Title: The Bridge

Author: Iain Banks

Type: Fiction

Page Count: 390

Rating: 3.25/5

This book was a gift from someone and so I pretty much went in blind, although I’ve heard good things about Banks in the past. The premise was interesting too, although it’s hard to explain exactly what the book is about. It’s one of those books with hallucinatory, trippy qualities that make it a pleasure to read but which also ensure that it kind of messes with your head.

As a general rule, I quite liked that and thought that it worked pretty well. The real downside was that there were some chunky sections that were written in Scots dialect and which were even more difficult to absorb than the meandering narrative. I actually enjoyed the narrative, but the Scots stuff was like Irvine Welsh but mixed in with a bunch of random terms I’m more used to from the Midlands. I’m sure it was authentic, I just didn’t like it.

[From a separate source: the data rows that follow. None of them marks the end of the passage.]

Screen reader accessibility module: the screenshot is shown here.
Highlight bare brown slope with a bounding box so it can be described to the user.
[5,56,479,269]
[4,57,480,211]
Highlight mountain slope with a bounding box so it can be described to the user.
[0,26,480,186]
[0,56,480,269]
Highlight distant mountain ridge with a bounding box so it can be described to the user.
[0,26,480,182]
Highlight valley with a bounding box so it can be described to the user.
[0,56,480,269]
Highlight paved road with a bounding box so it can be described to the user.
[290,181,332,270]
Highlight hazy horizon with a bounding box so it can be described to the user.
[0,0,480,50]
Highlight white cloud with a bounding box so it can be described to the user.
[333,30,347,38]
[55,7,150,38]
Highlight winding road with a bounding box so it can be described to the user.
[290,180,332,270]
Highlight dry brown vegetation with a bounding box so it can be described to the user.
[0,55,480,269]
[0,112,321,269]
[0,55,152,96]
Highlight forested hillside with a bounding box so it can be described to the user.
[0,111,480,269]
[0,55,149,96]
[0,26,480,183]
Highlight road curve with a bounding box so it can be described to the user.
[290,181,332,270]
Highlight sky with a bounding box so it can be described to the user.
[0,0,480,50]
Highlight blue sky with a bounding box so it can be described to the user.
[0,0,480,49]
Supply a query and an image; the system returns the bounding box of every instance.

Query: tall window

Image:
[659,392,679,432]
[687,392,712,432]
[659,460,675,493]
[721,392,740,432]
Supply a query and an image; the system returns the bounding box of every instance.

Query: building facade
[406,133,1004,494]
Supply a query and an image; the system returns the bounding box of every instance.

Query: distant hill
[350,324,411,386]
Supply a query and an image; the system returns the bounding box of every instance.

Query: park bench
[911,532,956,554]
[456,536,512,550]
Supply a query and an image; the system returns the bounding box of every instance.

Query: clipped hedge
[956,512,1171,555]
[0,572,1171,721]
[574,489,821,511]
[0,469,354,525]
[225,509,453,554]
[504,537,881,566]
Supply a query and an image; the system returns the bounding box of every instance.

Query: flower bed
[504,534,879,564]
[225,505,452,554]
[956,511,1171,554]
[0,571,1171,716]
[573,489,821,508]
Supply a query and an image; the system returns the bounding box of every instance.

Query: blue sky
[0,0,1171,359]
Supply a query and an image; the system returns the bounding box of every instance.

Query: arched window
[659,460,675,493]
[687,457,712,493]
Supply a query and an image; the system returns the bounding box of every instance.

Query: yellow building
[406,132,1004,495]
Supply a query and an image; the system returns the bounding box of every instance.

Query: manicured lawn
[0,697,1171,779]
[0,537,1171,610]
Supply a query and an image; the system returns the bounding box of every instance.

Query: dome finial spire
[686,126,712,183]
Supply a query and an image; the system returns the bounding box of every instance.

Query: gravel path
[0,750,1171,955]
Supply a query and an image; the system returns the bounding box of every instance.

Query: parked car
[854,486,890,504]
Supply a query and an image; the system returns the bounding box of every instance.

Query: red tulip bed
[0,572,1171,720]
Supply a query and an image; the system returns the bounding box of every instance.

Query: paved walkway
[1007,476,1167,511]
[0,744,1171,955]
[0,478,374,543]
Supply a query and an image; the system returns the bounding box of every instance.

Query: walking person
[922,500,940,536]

In fact, those Scottish sections made the book drag for me to the point at which I had to switch it over as a bedtime book, although only for those sections. I got through them, but they didn’t really add to the book and instead they slowed me down and made this last a couple of days longer than it needed to. A problem, but of the first-world variety.

What’s weird is that the main thing I’ll be taking away from this book is one of the minor characters who really stole the show. He was a psychiatrist’s patient who thought that he was a different piece of furniture every day and who had to go around with a police escort. Sometimes he thought he was a bidet in a women’s bathroom and he could be quite persistent.

That, for me, is pretty typical of this book. There was a lot of food for thought and plenty of little passages that tickled me or that made me think about life and philosophy, but it was also infuriating at times and slightly disappointing just because I feel like it could have been so much more. As for whether I’d recommend it, that really depends on what you’re into. If you like experimental stuff or science fiction with a dystopian flavour, try it.